##### PySpark MLlib API provides a DecisionTreeClassifier model to implement classification with decision tree method.

A decision tree method is one of the well known and powerful supervised machine learning algorithms that can be used for classification and regression tasks. It is a tree-like, top-down flow learning method to extract rules from the training data. The branches of the tree are based on certain decision outcomes.

In [None]:
#import necessary packages\
from pyspark.ml import Pipeline
from pyspark.ml.classification import DecisionTreeClassifier
from pyspark.ml.feature import StringIndexer, VectorAssembler
from pyspark.ml.evaluation import BinaryClassificationEvaluator, MulticlassClassificationEvaluator
from pyspark.sql.types import DoubleType
from pyspark.sql import functions as func
from pyspark.mllib.util import MLUtils
from pyspark.sql import SQLContext
from pyspark import SparkContext

#create spark context
SparkContext.getOrCreate()
sc = SparkContext.getOrCreate("ch6")
sqlCtx = SQLContext(sc)

# Model 1
## Training Dataset

### Preparing the data

We use ch6_training dataset to perform classification and it can be easily loaded from the DSPR_Data_Sets folder. Below code explains how to load dataset

In [None]:
ch6_training = sqlCtx.read.option('header','true').options(delimiter=",").csv('DSPR_Data_Sets/adult_ch6_training')
print("column types:", ch6_training.dtypes)
print("Rows :", ch6_training.count())
# Use withColumn() to convert the data type of a DataFrame column,
# This function takes column name you wanted to convert as a first argument and
# for the second argument apply the casting method cast() with DataType on the column.
ch6_training = ch6_training.withColumn("Cap_Gains_Losses_Double",func.col("Cap_Gains_Losses").cast(DoubleType()))
print("column types:", ch6_training.dtypes)

# Show Data Frame
ch6_training.show(10)

In [None]:
# Index labels, adding metadata to the Income column.
# Fit on whole dataset to include all labels in index.
incomeIndexer = StringIndexer(inputCol="Income", outputCol="indexedLabel")

# Run the indexer.
incomeIndexer_fit = incomeIndexer.fit(ch6_training)

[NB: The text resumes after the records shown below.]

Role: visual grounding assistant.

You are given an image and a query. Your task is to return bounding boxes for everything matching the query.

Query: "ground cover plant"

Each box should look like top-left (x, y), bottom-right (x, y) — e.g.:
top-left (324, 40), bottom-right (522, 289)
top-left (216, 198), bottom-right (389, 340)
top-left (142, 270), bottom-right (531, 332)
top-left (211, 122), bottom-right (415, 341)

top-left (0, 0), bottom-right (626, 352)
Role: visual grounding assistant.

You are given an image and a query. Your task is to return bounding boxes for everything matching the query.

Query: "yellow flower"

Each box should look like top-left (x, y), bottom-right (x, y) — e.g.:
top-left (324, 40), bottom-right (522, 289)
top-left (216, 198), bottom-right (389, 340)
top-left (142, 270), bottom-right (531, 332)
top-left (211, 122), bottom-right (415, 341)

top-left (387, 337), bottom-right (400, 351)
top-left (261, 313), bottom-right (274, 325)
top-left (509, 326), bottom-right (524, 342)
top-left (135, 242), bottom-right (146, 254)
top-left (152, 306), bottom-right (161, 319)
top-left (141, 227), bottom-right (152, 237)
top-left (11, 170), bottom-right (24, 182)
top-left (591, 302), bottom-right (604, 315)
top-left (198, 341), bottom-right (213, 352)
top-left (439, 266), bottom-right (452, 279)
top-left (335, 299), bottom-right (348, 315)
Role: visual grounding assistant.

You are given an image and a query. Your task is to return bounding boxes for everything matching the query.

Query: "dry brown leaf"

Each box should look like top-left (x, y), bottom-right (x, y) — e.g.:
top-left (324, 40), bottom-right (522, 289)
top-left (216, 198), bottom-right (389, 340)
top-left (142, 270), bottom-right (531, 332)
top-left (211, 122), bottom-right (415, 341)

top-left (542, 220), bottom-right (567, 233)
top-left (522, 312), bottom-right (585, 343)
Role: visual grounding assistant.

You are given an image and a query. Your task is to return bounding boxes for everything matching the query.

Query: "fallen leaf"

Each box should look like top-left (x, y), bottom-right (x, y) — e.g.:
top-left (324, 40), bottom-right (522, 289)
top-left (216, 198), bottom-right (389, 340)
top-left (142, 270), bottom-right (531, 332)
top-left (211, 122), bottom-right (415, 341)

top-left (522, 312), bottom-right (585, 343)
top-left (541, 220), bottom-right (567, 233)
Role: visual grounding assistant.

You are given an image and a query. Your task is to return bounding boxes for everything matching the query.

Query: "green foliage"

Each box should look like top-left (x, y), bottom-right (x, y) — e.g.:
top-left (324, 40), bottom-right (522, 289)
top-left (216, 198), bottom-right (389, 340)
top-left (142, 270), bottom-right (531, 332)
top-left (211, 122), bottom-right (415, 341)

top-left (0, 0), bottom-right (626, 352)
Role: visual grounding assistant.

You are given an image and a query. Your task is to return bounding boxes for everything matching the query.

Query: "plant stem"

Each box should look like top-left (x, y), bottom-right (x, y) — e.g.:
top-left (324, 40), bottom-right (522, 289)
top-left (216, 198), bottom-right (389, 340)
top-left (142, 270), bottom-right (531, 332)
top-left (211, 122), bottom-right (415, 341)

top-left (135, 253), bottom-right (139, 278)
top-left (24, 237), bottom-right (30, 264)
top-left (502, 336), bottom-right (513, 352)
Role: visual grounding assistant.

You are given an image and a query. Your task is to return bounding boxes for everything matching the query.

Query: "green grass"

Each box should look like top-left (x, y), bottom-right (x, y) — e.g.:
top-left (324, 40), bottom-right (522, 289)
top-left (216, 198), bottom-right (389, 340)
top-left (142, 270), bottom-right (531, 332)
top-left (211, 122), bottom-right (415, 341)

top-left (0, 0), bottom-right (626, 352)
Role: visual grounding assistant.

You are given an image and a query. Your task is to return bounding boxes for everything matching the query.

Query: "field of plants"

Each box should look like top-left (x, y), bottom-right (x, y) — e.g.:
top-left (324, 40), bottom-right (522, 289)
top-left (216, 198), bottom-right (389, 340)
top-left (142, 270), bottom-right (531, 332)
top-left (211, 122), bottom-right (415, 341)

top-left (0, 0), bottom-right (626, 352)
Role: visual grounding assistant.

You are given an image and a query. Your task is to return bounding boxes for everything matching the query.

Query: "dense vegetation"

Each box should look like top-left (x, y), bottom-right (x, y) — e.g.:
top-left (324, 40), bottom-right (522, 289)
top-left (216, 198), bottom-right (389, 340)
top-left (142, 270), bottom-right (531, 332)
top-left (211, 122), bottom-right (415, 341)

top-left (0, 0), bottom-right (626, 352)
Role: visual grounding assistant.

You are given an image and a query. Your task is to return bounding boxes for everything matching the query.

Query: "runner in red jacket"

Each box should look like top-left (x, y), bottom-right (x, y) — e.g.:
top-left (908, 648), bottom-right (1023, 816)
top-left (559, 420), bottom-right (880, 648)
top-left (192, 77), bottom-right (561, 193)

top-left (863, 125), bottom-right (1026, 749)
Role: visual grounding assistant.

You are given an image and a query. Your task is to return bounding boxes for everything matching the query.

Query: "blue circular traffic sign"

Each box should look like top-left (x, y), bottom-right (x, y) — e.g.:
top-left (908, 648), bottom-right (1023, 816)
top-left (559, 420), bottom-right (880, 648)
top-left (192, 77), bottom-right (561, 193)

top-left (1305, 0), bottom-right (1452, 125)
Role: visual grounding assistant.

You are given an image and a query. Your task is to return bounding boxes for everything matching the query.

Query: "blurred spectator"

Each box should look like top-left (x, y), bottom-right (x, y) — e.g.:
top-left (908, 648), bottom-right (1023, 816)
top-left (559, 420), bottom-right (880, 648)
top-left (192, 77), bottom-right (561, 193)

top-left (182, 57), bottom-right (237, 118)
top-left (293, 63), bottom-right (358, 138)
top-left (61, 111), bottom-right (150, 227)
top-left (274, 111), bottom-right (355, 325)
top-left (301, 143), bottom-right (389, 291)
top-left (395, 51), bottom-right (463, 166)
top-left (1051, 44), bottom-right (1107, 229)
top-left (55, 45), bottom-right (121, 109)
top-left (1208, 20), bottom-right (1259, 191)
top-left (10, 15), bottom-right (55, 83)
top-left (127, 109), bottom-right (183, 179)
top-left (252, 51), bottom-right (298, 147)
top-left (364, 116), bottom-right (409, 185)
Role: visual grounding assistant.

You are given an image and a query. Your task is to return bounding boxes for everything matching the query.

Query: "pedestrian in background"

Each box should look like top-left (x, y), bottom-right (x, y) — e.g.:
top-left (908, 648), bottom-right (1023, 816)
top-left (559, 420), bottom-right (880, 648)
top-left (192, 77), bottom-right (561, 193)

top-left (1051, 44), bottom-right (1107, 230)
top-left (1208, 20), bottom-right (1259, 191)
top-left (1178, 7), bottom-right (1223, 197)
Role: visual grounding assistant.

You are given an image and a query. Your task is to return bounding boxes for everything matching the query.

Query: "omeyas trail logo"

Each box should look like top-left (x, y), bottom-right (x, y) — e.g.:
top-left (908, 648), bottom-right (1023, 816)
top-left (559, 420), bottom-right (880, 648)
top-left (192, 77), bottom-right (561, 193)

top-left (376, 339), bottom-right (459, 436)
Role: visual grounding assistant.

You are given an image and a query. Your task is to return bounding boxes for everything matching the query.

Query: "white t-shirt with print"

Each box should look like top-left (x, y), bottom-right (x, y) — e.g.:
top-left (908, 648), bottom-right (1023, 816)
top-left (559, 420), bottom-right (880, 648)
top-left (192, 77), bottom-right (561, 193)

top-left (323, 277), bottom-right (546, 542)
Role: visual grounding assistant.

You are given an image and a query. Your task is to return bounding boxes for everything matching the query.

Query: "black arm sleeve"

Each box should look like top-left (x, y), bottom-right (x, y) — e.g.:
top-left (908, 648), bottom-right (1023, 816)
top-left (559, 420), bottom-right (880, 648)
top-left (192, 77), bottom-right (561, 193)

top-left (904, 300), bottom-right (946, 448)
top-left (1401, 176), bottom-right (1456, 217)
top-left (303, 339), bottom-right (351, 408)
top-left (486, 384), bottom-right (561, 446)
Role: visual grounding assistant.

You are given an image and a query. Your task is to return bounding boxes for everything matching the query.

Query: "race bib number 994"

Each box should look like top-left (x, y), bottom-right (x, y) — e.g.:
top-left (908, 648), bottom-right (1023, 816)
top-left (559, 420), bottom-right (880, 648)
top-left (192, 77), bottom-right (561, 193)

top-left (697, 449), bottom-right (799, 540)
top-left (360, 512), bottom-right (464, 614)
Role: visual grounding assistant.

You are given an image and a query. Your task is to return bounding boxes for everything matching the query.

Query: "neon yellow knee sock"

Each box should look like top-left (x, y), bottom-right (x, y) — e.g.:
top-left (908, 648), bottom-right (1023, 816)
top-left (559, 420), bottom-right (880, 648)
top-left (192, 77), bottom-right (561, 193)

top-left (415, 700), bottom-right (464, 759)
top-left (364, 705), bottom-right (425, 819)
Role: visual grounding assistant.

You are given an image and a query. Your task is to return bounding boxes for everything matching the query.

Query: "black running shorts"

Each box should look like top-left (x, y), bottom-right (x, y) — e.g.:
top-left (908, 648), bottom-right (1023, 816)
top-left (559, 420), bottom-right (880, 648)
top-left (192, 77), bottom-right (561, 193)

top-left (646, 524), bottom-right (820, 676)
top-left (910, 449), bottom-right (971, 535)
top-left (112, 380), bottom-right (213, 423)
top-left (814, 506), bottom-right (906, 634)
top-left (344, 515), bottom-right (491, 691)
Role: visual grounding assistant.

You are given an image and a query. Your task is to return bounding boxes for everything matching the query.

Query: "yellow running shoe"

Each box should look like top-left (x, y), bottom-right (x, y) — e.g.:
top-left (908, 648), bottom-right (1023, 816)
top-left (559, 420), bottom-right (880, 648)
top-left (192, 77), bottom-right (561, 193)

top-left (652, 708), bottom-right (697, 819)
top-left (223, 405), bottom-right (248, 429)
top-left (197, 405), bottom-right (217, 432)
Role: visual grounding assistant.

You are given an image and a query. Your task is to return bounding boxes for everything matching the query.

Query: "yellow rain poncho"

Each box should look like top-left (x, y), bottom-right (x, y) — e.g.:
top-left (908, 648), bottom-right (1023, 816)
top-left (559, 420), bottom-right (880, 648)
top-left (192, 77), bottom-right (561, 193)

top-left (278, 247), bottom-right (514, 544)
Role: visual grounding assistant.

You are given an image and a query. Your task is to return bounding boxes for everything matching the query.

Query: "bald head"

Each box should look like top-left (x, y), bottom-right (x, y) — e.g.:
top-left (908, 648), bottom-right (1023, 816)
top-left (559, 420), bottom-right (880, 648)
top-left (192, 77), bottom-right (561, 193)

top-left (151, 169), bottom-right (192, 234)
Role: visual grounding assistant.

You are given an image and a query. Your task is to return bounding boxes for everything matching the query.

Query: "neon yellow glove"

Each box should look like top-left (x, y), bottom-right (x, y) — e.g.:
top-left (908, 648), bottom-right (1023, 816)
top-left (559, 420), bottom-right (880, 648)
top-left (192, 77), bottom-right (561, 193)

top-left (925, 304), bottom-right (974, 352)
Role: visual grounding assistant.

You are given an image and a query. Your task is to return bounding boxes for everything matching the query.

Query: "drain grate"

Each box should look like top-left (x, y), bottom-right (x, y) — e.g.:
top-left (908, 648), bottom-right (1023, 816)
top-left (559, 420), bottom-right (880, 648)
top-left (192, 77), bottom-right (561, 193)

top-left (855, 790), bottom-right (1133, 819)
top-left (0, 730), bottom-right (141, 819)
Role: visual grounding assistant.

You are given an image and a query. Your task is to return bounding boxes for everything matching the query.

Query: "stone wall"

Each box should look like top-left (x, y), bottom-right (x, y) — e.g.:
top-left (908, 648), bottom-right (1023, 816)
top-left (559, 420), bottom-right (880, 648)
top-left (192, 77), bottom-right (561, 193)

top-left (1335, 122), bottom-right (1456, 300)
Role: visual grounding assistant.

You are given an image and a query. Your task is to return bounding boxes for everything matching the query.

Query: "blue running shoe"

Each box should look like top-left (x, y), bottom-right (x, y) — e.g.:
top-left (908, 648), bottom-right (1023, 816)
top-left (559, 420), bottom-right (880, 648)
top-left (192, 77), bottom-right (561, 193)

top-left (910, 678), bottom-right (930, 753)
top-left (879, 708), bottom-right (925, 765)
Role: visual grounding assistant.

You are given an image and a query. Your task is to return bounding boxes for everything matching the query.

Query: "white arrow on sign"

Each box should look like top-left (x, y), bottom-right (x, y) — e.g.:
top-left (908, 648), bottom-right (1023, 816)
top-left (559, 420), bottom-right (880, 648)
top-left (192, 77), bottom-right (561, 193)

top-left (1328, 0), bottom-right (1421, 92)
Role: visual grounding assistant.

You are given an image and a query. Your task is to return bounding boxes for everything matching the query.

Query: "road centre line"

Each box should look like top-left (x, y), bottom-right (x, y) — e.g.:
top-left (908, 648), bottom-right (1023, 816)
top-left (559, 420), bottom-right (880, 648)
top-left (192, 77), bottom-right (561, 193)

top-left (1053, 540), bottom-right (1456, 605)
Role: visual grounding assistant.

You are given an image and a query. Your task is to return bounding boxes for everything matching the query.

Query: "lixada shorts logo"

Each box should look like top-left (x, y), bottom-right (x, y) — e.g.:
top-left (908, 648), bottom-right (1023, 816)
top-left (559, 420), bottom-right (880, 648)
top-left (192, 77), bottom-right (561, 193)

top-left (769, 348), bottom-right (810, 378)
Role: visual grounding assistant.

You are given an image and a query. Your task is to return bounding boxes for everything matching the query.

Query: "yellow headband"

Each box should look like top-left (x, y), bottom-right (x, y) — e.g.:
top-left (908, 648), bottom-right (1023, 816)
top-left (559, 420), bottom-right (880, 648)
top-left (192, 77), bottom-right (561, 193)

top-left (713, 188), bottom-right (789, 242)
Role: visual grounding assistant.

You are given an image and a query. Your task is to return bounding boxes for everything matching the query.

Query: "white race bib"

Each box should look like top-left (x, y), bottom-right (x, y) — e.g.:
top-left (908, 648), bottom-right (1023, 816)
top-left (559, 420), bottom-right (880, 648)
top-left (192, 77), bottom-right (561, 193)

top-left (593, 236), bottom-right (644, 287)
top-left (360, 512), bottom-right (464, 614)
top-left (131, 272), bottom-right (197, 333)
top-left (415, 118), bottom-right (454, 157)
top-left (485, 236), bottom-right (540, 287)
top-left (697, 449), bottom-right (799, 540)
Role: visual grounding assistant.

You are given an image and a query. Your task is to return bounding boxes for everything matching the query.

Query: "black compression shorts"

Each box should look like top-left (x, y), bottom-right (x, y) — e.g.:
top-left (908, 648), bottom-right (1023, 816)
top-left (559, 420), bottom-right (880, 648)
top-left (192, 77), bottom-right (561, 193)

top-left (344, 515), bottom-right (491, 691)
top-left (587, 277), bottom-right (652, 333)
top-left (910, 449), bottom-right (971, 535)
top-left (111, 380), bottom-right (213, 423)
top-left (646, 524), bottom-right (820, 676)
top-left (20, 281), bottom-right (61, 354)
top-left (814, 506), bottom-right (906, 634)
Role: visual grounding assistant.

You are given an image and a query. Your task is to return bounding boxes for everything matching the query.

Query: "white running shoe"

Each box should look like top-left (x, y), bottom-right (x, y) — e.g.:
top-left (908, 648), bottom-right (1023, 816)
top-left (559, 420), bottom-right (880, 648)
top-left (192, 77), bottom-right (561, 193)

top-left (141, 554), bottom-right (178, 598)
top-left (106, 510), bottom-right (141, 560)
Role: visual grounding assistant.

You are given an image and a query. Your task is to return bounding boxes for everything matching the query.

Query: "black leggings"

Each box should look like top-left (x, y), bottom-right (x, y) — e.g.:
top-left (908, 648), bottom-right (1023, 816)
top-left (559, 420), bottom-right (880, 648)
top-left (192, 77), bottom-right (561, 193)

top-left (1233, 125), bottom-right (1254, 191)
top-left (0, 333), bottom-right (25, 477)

# Transformer : A Transformer is an algorithm which can transform one DataFrame into another DataFrame .
# E.g., an ML model is a Transformer which transforms DataFrame with features into a DataFrame with predictions.
dataframe_training = incomeIndexer_fit.transform(ch6_training)
print(dataframe_training.dtypes)

# Show Data Frame
dataframe_training.show(10)

In [None]:
# Index labels, adding metadata to the Marital status column.
# Fit on whole dataset to include all labels in index.
maritalIndexer = StringIndexer(inputCol="Marital status", outputCol="Marital feature")

# Run the indexer.
maritalIndexer_fit = maritalIndexer.fit(dataframe_training)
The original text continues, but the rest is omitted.